The core problem they identified: AI agents aren't deterministic. The same input produces different outputs across runs, which means manual spot-checking is structurally incapable of catching regressions. You need enough test cases, run enough times, with scoring that aggregates across the variance — not a human eyeballing five examples and deciding it "seems fine."
This is also why the H1 2026 retrospective from Digital Applied describes regression detection moving from "optional bonus" to "default expectation" among teams running customer-facing LLM features. The field is converging on a norm: prompt changes require eval gates, the same way code changes require tests.
The Operational Implication
If you're a small team, the minimum viable harness is simpler than it sounds: a labelled test set in version control, a runner that scores your prompt against it, and a CI step that blocks promotion if scores regress. The eval-harness-template gives you the scaffold in TypeScript or Python. Braintrust's CI/CD review covers the tooling options for the scoring and reporting layer.
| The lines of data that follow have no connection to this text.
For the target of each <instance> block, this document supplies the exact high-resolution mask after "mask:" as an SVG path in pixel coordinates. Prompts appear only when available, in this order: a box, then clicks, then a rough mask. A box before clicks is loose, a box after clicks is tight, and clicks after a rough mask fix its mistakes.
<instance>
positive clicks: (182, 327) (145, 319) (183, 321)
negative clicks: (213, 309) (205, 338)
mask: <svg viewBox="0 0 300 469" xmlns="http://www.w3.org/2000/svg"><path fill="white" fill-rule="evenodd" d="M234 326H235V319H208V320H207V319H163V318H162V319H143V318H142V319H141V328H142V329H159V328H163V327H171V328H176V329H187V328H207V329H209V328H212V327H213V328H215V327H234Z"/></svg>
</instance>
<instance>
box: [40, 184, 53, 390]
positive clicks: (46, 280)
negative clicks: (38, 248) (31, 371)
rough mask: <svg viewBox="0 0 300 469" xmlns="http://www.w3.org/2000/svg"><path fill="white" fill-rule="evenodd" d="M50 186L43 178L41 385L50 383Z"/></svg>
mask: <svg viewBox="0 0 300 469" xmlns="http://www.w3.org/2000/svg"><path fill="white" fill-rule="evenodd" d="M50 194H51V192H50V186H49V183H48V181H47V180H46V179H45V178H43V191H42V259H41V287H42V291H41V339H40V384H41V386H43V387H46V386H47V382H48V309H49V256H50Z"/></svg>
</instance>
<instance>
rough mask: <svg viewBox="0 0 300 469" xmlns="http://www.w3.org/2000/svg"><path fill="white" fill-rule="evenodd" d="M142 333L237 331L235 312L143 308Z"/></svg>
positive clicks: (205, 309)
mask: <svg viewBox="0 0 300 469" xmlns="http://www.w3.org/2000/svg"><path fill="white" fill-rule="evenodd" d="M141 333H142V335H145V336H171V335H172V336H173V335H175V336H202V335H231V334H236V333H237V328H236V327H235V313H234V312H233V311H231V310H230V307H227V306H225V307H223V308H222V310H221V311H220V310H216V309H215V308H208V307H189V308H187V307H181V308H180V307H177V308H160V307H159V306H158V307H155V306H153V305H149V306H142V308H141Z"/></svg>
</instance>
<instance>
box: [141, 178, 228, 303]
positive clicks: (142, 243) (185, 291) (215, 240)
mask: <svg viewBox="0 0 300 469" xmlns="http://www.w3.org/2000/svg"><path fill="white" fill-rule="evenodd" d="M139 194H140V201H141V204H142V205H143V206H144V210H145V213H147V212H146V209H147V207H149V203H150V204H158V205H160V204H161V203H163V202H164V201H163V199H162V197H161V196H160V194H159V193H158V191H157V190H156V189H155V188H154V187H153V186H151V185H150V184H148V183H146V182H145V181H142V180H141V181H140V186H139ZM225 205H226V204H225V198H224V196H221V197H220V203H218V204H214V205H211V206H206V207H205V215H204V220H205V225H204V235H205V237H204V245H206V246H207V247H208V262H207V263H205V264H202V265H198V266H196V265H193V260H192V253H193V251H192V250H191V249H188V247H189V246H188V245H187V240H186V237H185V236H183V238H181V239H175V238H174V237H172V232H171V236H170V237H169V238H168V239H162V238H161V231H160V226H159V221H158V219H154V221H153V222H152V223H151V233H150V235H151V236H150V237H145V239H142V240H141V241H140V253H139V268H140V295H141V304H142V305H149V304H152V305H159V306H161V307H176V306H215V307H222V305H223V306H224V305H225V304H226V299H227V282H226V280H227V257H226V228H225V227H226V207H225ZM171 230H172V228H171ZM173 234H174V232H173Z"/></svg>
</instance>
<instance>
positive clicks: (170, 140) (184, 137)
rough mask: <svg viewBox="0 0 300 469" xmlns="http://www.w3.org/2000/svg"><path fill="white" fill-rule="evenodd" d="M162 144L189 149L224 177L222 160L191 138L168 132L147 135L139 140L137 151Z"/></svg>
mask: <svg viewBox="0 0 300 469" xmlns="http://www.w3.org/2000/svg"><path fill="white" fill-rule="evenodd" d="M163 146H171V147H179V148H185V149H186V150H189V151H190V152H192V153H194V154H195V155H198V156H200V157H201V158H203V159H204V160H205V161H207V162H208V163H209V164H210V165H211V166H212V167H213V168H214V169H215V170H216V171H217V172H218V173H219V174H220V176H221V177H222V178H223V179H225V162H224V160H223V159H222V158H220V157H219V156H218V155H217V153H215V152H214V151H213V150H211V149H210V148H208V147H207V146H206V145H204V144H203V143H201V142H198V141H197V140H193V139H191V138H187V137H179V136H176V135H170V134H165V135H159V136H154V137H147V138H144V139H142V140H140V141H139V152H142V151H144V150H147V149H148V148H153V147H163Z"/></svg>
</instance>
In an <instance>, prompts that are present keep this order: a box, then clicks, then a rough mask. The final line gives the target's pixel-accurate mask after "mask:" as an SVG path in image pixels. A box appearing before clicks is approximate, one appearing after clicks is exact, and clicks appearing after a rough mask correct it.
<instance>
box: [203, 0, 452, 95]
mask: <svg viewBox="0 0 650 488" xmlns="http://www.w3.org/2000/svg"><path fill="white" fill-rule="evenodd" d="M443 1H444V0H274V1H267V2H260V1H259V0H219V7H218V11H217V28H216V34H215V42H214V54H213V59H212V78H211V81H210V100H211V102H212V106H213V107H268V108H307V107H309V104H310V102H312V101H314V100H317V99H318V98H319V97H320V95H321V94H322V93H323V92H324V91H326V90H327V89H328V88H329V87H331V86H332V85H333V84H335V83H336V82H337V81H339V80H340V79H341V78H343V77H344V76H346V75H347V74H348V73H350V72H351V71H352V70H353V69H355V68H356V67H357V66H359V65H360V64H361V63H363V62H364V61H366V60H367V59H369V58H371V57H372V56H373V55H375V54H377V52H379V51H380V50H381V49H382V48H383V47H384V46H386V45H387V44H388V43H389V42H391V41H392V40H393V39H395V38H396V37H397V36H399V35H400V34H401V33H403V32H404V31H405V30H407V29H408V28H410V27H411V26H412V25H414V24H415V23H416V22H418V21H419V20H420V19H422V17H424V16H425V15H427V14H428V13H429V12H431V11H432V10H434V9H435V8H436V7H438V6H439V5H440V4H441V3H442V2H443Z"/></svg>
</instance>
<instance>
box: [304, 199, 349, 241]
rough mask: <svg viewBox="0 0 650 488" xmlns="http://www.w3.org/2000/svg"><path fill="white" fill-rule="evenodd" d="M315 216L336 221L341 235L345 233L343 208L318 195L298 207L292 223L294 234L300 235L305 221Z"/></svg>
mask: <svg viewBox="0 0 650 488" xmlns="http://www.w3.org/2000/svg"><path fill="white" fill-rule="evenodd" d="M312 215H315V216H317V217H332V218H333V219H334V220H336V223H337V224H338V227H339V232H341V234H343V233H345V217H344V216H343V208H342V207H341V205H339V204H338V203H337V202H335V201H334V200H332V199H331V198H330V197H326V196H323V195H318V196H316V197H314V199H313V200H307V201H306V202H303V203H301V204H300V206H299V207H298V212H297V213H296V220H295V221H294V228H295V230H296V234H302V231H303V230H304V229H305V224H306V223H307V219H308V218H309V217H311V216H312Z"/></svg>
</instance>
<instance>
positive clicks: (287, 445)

The harder part is cultural: whoever owns the prompt needs to own the test set. If the test set lives with a different team, or doesn't exist, the harness is theater. Prompt changes are code changes. The test set is what makes that statement mean something.
Eval Patterns
Score distributions, not just averages. A prompt change that moves average quality from 7.2 to 7.4 while increasing the variance — more 9s but also more 4s — is probably a regression on the cases that matter. Track p10 and p25 scores alongside the mean. A floor that drops is a problem even when the ceiling rises.
Reliability Notes
Version your prompts like you version your code. Prompt changes that aren't tagged and tracked make rollback nearly impossible. When a production incident traces back to a prompt edit, "we changed the wording last Tuesday" is not a rollback plan. Git history for prompts, with the same discipline you'd apply to a config file, is the minimum.
Cost Watch
Run your eval suite against a cheaper model first. If you're using an LLM-as-judge scorer, the judge doesn't need to be your most expensive model. A smaller model running thousands of eval cases per deployment adds up fast. Validate that your cheaper judge correlates well with human ratings on a calibration set, then use it for the high-volume automated runs. Reserve the expensive model for the ambiguous and adversarial cases where judgment quality actually matters.